Cómo evaluar el desarrollo infantil según el nuevo paradigma que va más allá del peso y la estatura

¿Tu hijo crece sano? Por qué medir solo los centímetros es un error según los expertos internacionales y los nuevos datos que los pediatras están mirando para saber si un niño es saludable.

Niños comiendo su almuerzo en la escuela.
Niños comiendo su almuerzo en la escuela.
Foto: Freepik

Durante la 13ª Conferencia Internacional sobre Nutrición y Crecimiento (N&G), especialistas en pediatría, nutrición y desarrollo infantil plantearon un cambio de paradigma: dejar atrás la idea de que crecer bien se mide solo en centímetros y kilos. La propuesta, presentada ante la comunidad científica internacional, introduce el concepto de “crecimiento de calidad”, un enfoque que busca evaluar el desarrollo infantil de manera integral.

Tradicionalmente, el seguimiento del crecimiento infantil se ha centrado en indicadores como la estatura y el peso. Sin embargo, los expertos advierten que estas variables, por sí solas, no reflejan con precisión el estado de salud de un niño. El nuevo enfoque propone considerar aspectos como el desarrollo de la masa muscular, la fortaleza ósea y la proporción corporal. No se trata únicamente de crecer más, sino de hacerlo de manera equilibrada.

Además, se destaca la importancia de analizar la evolución en el tiempo. Las tendencias sostenidas de crecimiento resultan más relevantes que las mediciones aisladas, ya que permiten detectar de forma temprana posibles alteraciones.

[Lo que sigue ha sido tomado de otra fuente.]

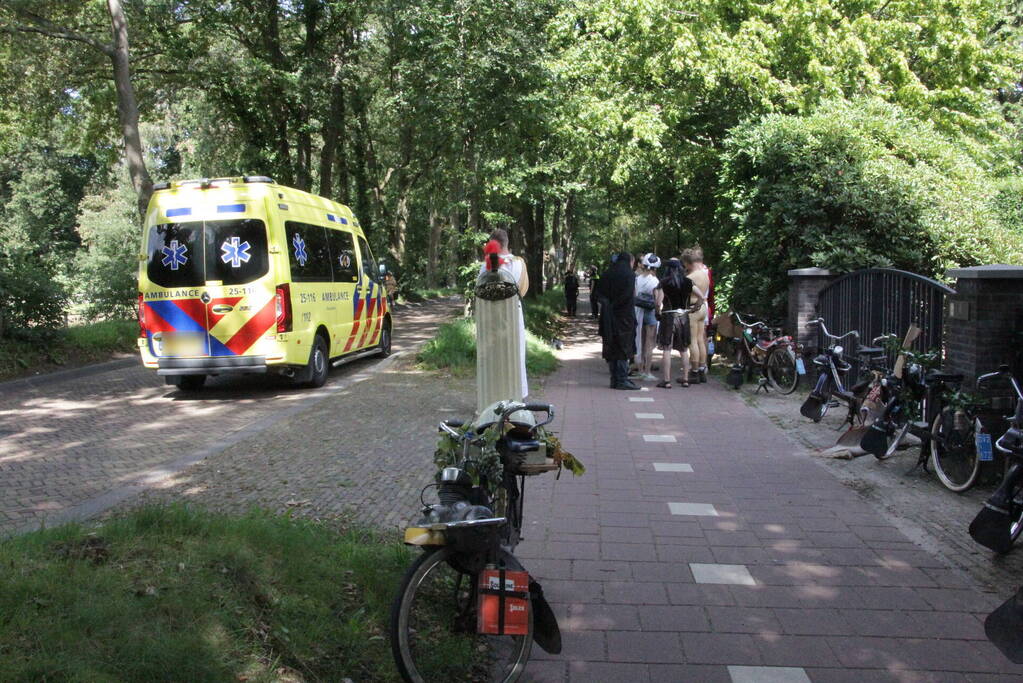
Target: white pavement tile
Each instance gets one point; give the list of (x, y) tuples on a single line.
[(736, 575), (672, 467), (696, 509), (768, 675)]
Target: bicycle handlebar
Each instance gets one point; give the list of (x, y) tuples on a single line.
[(824, 328)]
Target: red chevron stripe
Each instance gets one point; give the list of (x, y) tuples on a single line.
[(253, 329)]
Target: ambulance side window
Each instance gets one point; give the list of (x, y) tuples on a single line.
[(368, 265), (343, 258), (308, 253)]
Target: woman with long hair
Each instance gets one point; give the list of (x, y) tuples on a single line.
[(671, 298)]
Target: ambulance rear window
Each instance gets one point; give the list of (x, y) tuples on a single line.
[(189, 254)]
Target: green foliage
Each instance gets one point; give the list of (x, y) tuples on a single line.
[(107, 267), (453, 349), (851, 185), (203, 595)]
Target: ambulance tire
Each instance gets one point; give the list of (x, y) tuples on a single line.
[(190, 382), (319, 364)]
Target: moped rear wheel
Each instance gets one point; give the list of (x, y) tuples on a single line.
[(433, 628)]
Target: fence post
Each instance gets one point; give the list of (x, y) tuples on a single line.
[(984, 320), (804, 285)]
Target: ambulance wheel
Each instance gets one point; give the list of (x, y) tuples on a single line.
[(190, 382), (319, 363), (385, 343)]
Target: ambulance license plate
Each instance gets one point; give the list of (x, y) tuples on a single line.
[(184, 345)]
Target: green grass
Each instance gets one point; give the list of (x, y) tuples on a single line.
[(453, 349), (30, 351), (172, 593)]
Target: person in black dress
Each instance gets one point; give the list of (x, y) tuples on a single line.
[(672, 301), (615, 292), (571, 291)]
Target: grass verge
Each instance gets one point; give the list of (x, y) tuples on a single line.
[(173, 593), (453, 349), (31, 352)]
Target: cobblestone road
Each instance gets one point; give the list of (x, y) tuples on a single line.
[(70, 447)]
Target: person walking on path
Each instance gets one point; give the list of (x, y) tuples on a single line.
[(571, 292), (615, 292), (516, 266), (594, 279), (699, 274), (647, 320), (672, 297)]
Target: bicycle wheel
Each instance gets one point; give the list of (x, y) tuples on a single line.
[(433, 628), (1016, 511), (953, 453), (782, 369)]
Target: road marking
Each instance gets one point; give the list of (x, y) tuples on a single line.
[(736, 575), (768, 675), (695, 509), (672, 467)]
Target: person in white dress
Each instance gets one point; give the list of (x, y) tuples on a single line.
[(647, 328), (516, 266)]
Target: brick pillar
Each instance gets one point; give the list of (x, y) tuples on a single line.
[(804, 285), (983, 320)]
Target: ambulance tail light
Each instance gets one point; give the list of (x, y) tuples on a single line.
[(283, 308)]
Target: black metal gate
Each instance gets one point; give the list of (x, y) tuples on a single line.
[(880, 301)]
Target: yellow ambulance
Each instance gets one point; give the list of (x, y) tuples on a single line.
[(242, 275)]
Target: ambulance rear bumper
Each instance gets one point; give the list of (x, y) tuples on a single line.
[(213, 365)]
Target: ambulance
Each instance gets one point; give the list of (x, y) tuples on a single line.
[(242, 275)]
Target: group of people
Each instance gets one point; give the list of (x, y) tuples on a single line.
[(642, 303)]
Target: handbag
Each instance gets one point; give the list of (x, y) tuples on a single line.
[(645, 302)]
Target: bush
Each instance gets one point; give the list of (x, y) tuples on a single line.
[(453, 348), (852, 185)]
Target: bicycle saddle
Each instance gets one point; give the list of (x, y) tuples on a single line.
[(935, 375), (521, 445)]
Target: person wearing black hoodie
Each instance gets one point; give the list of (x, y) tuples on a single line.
[(615, 291)]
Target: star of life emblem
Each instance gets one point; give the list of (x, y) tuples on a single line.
[(234, 253), (300, 249), (174, 255)]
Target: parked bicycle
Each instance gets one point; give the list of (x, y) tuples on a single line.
[(764, 351), (1001, 520), (931, 406), (468, 588), (833, 384)]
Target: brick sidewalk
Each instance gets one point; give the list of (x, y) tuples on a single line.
[(756, 565)]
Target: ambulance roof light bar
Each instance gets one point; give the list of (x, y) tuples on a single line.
[(206, 183)]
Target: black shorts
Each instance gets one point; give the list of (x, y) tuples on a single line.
[(673, 332)]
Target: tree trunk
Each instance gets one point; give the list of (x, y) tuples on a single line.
[(332, 141), (128, 106), (433, 249)]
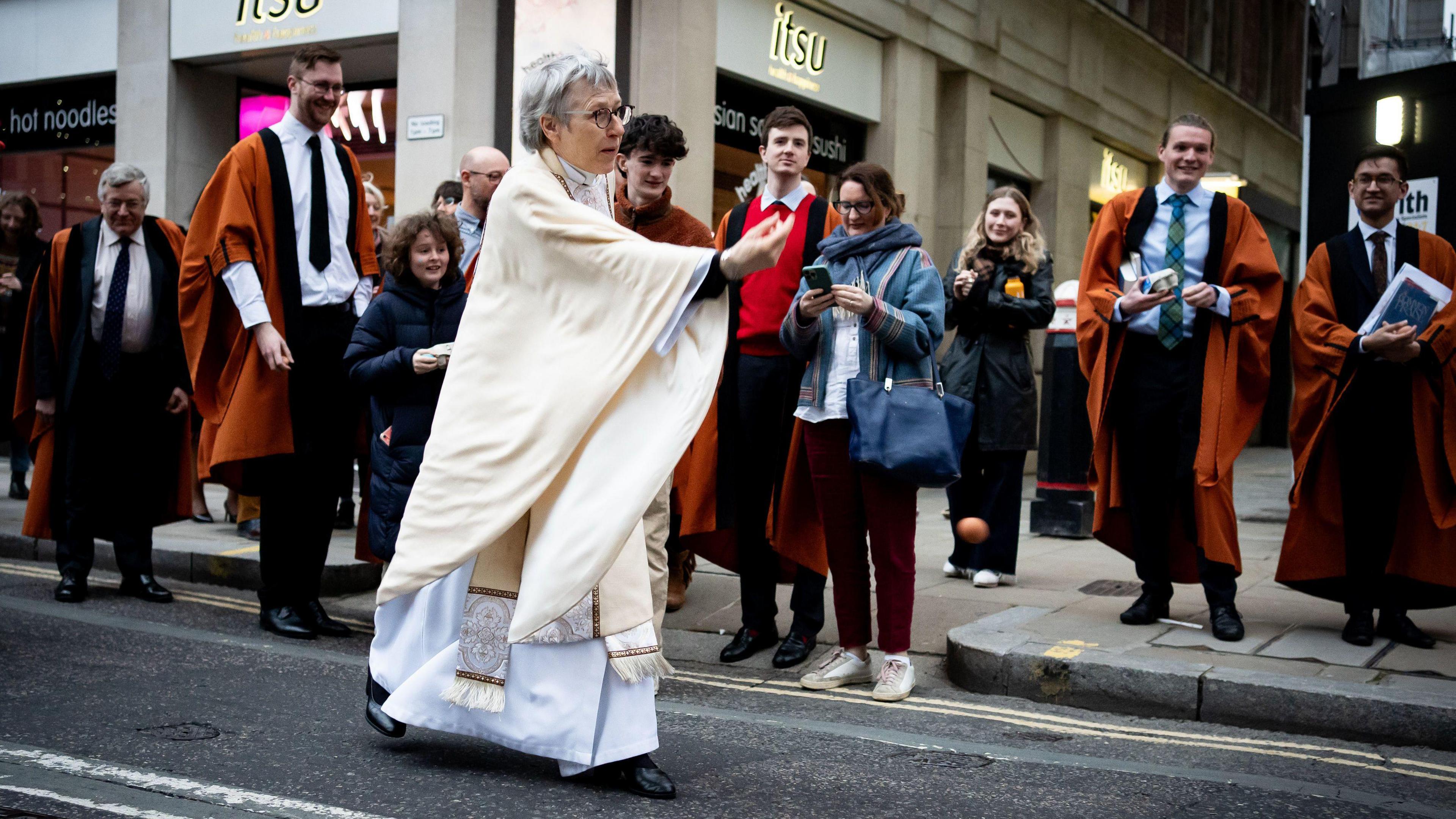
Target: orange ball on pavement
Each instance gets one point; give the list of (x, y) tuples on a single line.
[(973, 530)]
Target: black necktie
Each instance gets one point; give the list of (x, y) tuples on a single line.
[(116, 311), (318, 209)]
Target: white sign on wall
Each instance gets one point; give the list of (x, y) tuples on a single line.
[(207, 28), (1417, 209), (790, 49)]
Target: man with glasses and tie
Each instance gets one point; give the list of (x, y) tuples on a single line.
[(1178, 375), (1371, 522), (279, 266), (102, 392)]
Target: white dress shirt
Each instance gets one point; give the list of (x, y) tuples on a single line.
[(340, 280), (592, 191), (1196, 251), (136, 324)]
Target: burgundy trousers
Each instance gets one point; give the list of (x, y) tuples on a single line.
[(851, 503)]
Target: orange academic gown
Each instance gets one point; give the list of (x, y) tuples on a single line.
[(50, 295), (1234, 359), (1423, 562), (241, 218)]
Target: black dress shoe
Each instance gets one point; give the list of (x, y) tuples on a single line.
[(1227, 623), (794, 651), (1359, 629), (1145, 611), (346, 518), (375, 715), (319, 620), (746, 645), (145, 588), (72, 589), (1398, 627), (638, 776), (286, 621)]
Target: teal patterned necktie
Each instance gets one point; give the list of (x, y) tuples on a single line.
[(1170, 320)]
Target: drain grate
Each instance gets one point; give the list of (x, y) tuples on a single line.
[(1113, 588), (182, 732)]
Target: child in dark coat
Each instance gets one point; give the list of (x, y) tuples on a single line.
[(397, 359)]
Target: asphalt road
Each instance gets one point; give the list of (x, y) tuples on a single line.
[(124, 709)]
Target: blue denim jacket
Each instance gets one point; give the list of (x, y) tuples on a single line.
[(903, 328)]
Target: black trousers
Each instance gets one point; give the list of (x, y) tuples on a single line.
[(1148, 400), (116, 448), (989, 489), (1376, 445), (768, 394), (299, 494)]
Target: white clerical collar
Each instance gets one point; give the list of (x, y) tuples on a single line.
[(110, 237), (791, 200), (1199, 196), (1366, 229)]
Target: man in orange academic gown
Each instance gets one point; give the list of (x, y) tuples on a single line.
[(102, 392), (1374, 509), (1177, 378), (279, 266)]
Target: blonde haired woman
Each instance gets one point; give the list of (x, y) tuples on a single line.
[(998, 290)]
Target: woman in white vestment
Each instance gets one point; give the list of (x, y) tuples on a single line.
[(518, 607)]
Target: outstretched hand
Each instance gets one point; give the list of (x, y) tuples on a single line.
[(759, 248)]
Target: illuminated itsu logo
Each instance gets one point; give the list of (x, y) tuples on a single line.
[(795, 46)]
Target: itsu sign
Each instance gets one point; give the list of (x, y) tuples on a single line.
[(1417, 209)]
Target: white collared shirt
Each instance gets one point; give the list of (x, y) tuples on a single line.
[(1196, 253), (136, 324), (1366, 229), (340, 280)]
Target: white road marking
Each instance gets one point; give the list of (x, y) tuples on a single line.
[(173, 786)]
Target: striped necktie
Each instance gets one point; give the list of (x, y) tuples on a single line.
[(1170, 320)]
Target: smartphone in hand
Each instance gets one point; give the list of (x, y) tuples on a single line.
[(819, 279)]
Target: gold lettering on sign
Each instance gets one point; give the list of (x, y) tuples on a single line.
[(795, 46)]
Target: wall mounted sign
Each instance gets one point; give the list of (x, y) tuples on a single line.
[(791, 49), (839, 142), (75, 114), (215, 28)]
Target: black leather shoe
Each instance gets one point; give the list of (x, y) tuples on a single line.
[(72, 589), (319, 620), (286, 621), (1227, 623), (1398, 627), (638, 776), (346, 518), (794, 651), (1359, 630), (746, 645), (145, 588), (375, 715), (1145, 611)]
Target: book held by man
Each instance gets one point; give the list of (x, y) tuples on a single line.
[(1413, 298)]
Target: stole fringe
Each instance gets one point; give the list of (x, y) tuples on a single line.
[(641, 667), (477, 696)]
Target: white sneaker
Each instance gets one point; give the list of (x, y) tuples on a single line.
[(841, 668), (896, 681)]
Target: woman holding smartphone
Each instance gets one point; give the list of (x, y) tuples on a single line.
[(996, 290), (882, 318)]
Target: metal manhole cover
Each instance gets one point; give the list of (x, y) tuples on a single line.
[(182, 732), (1113, 588)]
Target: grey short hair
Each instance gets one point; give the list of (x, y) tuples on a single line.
[(121, 174), (546, 89)]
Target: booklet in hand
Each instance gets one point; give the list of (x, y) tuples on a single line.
[(1413, 298)]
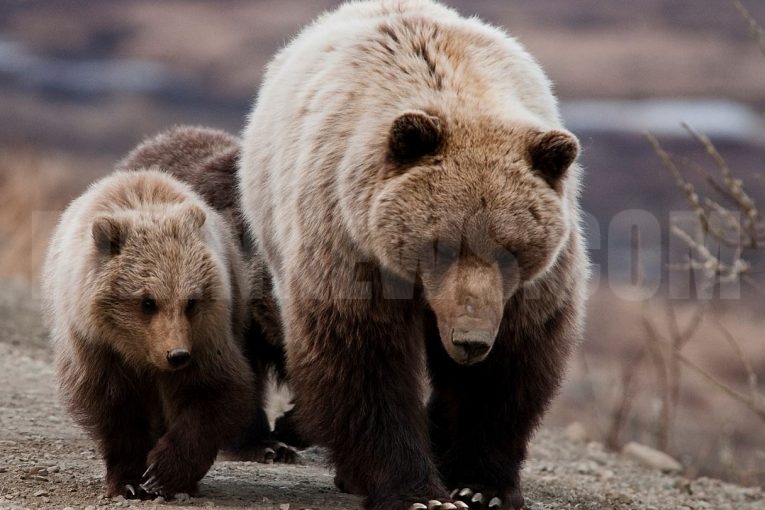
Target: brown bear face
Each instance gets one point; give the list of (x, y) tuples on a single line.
[(157, 281), (473, 210)]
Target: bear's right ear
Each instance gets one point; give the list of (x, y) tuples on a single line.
[(108, 235), (197, 215), (414, 134)]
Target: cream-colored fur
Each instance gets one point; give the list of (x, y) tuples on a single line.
[(327, 102), (74, 276)]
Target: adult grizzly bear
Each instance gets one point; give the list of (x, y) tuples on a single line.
[(207, 159), (146, 298), (408, 178)]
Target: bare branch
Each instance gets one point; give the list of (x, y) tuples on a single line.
[(758, 33)]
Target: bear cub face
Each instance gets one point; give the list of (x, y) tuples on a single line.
[(152, 311), (472, 209)]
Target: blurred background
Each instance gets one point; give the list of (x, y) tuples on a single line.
[(81, 82)]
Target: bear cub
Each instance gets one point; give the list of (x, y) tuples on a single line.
[(145, 291), (207, 160)]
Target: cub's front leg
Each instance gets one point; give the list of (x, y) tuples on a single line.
[(203, 411), (117, 408)]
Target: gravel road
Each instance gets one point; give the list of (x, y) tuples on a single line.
[(47, 462)]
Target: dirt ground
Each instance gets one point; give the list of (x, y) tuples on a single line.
[(46, 462)]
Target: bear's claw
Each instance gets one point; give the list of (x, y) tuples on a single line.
[(152, 485), (488, 499), (476, 500)]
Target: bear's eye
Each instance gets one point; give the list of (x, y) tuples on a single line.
[(507, 259), (148, 305), (447, 253)]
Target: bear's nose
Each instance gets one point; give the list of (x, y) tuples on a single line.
[(178, 358), (475, 345)]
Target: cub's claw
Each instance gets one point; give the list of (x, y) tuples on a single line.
[(152, 485), (148, 470), (435, 504)]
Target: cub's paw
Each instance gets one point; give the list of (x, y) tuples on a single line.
[(480, 498), (128, 490), (415, 504), (268, 452), (435, 504)]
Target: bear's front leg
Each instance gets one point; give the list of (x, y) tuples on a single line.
[(117, 408), (201, 415), (125, 440), (482, 416), (358, 379)]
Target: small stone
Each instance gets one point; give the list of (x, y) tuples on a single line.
[(576, 433), (652, 458)]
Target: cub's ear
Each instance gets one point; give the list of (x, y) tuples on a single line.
[(109, 235), (196, 215), (414, 134), (551, 153)]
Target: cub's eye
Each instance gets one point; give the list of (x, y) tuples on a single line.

La nutrición, un factor clave

Dentro de este modelo, la alimentación ocupa un lugar central. Los especialistas subrayan que una nutrición adecuada es determinante para un desarrollo saludable, aunque muchas veces este aspecto no recibe la atención suficiente en los controles habituales.

Niño comida saludable
Niño come una banana.
Foto: Freepik.

En algunos casos, el acompañamiento puede incluir soluciones nutricionales específicas, especialmente en niños con riesgo de malnutrición. Según los datos presentados en la conferencia, este tipo de intervenciones puede mejorar la recuperación del retraso en el crecimiento, reducir enfermedades y disminuir el ausentismo escolar.

El impacto no se limita al niño. También se observan beneficios en el entorno familiar, como una menor carga económica y una reducción en la pérdida de productividad de los cuidadores.

Si bien la primera infancia sigue siendo fundamental, los expertos remarcan que la adolescencia representa una segunda ventana de oportunidad para intervenir en el crecimiento. Durante esta etapa, las demandas del organismo aumentan y el acompañamiento nutricional puede marcar una diferencia significativa. Estudios en jóvenes muestran mejoras en peso, masa muscular y estatura cuando se implementan estrategias adecuadas.

Niños comida juego
Niños jugando a cocinar comida saludable.
Foto: Freepik.

El cambio de enfoque se da en un contexto en el que la malnutrición continúa siendo un problema global. En América Latina, conviven tanto la desnutrición como el sobrepeso y la obesidad, una combinación que complejiza el abordaje. Los especialistas advierten que una nutrición inadecuada no solo afecta el crecimiento físico, sino también el desarrollo cognitivo, el sistema inmunológico y la salud a largo plazo.

La noción de “crecimiento de calidad” busca ofrecer herramientas más precisas tanto a profesionales de la salud como a las familias. El objetivo es detectar a tiempo posibles dificultades y acompañar el desarrollo infantil desde una perspectiva más completa. Al fin y al cabo, crecer bien no es solo una cuestión de tamaño, sino de equilibrio, salud y continuidad en el desarrollo.